The Working Boys Band at The History Theatre
The History Theatre has premiered a new musical that uses a relatively obscure bit of history to illuminate a corner of the dynamic environment of Minneapolis in 1917, just as America was entering W.W. I. The show’s composer, the late Hiram Titus, had discovered an old photograph of a boys’ band and found it so inspiring that he began to write the music for a show about it. “The Working Boys Band,” with book and lyrics by Dominic Orlando, is the result of their collaboration.
The early 1900s are a period in our history rich with changes: factories had sprung up, and entrepreneurs were getting wealthy employing cheap child labor; cities were growing; patriotism had taken root and was blossoming.
The play is primarily about the harassment of music professor C. C. Heintzeman because he is a German. This is a legitimate topic, I suppose, but I felt set up for one story and was given another less interesting one.

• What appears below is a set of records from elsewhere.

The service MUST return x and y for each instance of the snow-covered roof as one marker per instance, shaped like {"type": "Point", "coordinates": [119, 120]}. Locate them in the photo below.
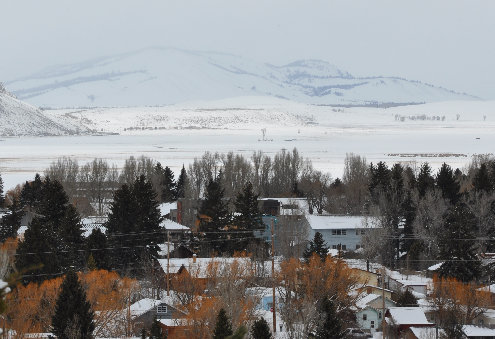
{"type": "Point", "coordinates": [365, 300]}
{"type": "Point", "coordinates": [329, 222]}
{"type": "Point", "coordinates": [435, 267]}
{"type": "Point", "coordinates": [408, 316]}
{"type": "Point", "coordinates": [199, 268]}
{"type": "Point", "coordinates": [167, 206]}
{"type": "Point", "coordinates": [476, 331]}
{"type": "Point", "coordinates": [425, 332]}
{"type": "Point", "coordinates": [173, 322]}
{"type": "Point", "coordinates": [142, 306]}
{"type": "Point", "coordinates": [173, 226]}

Given the title, one might presume that this show is about the power of music to enrich the lives of “working boys in a band,” as publicity about the show also says. I wish it had been about that, and given audience reaction, I was not alone. In fact, the boys don’t play very much (although they do sing) and the lessons taught have more to do with “Manliness, Integrity, Intelligence, and Kindness,” which is one of the song titles. Did the boys ever learn to love music or was it a device to bring about behavior acceptable to the adults?
There was a big opening number, and the boys sang it, but it was about the boys working in the factory. It should have been about what the boys wanted and why they couldn’t have it. Playing in a band, then, either gives them what they want (someplace to go, some direction in their lives), or exactly what they don’t want (adults telling them what to do, just like in the factory.) It doesn’t even matter so much which it is, as long as it’s clear and makes sense with the characters we’re given. We didn’t know much about what the boys wanted; we only knew what the adults wanted for them.

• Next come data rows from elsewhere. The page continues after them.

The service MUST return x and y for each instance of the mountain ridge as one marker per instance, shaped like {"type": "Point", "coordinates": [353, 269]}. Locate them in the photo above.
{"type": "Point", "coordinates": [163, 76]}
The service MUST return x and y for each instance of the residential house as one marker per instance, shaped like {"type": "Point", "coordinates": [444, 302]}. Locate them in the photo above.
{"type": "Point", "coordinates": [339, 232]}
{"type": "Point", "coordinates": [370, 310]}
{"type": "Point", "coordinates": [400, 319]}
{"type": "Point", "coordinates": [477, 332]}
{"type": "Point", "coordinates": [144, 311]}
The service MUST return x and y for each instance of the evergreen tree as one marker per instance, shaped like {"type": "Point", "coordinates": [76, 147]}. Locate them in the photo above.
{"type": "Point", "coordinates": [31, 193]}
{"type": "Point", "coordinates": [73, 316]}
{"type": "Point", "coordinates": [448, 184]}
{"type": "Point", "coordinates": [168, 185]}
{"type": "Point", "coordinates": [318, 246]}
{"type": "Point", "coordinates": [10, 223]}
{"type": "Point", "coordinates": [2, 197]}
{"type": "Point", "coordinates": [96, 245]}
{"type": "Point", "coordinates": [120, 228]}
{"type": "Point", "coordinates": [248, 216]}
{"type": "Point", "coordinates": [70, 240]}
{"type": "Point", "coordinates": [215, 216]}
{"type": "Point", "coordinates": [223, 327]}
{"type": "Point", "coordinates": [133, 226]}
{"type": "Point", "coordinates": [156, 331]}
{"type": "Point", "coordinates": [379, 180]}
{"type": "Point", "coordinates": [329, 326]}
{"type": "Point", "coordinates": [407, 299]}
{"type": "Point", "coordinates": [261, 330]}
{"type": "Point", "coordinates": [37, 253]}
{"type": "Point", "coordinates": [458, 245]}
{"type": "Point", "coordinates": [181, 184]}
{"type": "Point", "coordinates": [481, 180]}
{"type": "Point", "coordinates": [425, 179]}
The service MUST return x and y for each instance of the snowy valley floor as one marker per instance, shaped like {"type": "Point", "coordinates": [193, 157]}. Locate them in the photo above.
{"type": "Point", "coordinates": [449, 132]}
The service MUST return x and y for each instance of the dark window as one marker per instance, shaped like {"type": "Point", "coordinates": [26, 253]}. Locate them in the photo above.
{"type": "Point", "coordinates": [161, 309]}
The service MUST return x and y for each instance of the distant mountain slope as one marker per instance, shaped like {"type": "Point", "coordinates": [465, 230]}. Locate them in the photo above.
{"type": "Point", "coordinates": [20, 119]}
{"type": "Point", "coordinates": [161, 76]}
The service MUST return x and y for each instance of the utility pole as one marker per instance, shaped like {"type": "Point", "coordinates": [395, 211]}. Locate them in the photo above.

The real snag in this production was that the idea, book, music and lyrics just didn’t match up. A prime example: was the patriotic zealot Mrs. T.G. Winter (Jen Burleigh-Bentz) a real threat or a comic villain? Dialog says she’s for real, but how are we to believe that Heintzeman has anything to fear when his nemesis launches into a soft-shoe comedy number called “Liberty Cabbage” in the middle of her verbal threats? If it’s so important to remove the professor as director of the band (not sure why she cares so much) why, then, does she take the whole play to do it? And how is it that a woman can wield this kind of power when she could not even vote at the time?
The whole nature of Heintzeman’s dilemma seemed so disingenuous that I longed for the story to wend its way back to the irresistible collection of unruly boys. What a charming mix of young actors, who could also sing and play an instrument! I wanted to know more about the boys and why they were working in a factory. What, I wondered, would motivate them after a long day of hard labor to come to a band rehearsal and be berated and demeaned? There was a reason (history shows this) but this play doesn’t seem very interested in it. We do eventually see the professor’s soft heart, but these scenes are unnecessarily contrived.

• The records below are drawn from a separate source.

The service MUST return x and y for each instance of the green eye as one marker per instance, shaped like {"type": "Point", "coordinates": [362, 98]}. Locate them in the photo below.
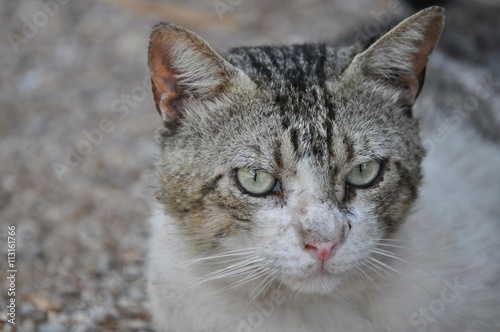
{"type": "Point", "coordinates": [365, 174]}
{"type": "Point", "coordinates": [256, 182]}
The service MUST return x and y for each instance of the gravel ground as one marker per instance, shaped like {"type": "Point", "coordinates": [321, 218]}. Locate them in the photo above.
{"type": "Point", "coordinates": [76, 142]}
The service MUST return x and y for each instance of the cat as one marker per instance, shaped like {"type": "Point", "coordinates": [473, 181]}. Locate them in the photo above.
{"type": "Point", "coordinates": [294, 191]}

There is some pleasant musical material. Titus’ songs run from the boisterous “Just Make Sure You Get Home Alive,” which should have been about what the boys want; to the stirring “Nothing Like a Boy in Uniform,” which tells us that wearing a band uniform was the point, rather than making music; to the tender “Moonlight, Loring Park,” which is about the moon (June, soon, spoon) rather than the budding love story in front of us. In so many instances Titus’ music suggested one thing, and the lyric and story lead us elsewhere.
There were other puzzlements in both the book and lyrics. I’ll mention just two more. There is a minister’s son in the band who isn’t allowed to play music in church. This seemed odd for Minnesota, even that long ago. More to the point, a minister’s family was not wealthy, but they had enough stature in the community that I doubt very much that they would have sent their boy to work in a factory.
When at last we get to see the boys in uniform actually playing, a cheer erupted. But the boys quickly vanish from the stage (nearly audible sigh from the audience) and characters once again talk about the action, which is taking place somewhere else.
The cast assembled for this show, however, is flawless in so many respects. Jon Andrew Hegge as Heintzeman masterfully balances the disciplinarian in his character with a man who is learning to love again. It’s clear why the boys in the band (finally) come to care for him and why his assistant, Harriet Kent (Kendall Anne Thompson) does, too. Thompson is blessed with a crystal clear voice so effortlessly delivering the play’s most tender moments.
Burleigh-Bentz as the haughty Mrs. Winter is so skilled that with a more plausible story, she could certainly have made us believe it. She’s terrific, and I can’t wait to see her in a another role.
Ricardo Vasquez as Franky nicely balanced his character’s transition from youth to adulthood. Christian Bardin as Andy deftly maneuvered a role that revealed important information much too late in the script.
In the end, we are left with the hope that lovers will be reunited, and the band will play on—but we still don’t know what becomes of those kids. “The Working Boys Band” plays through June 1.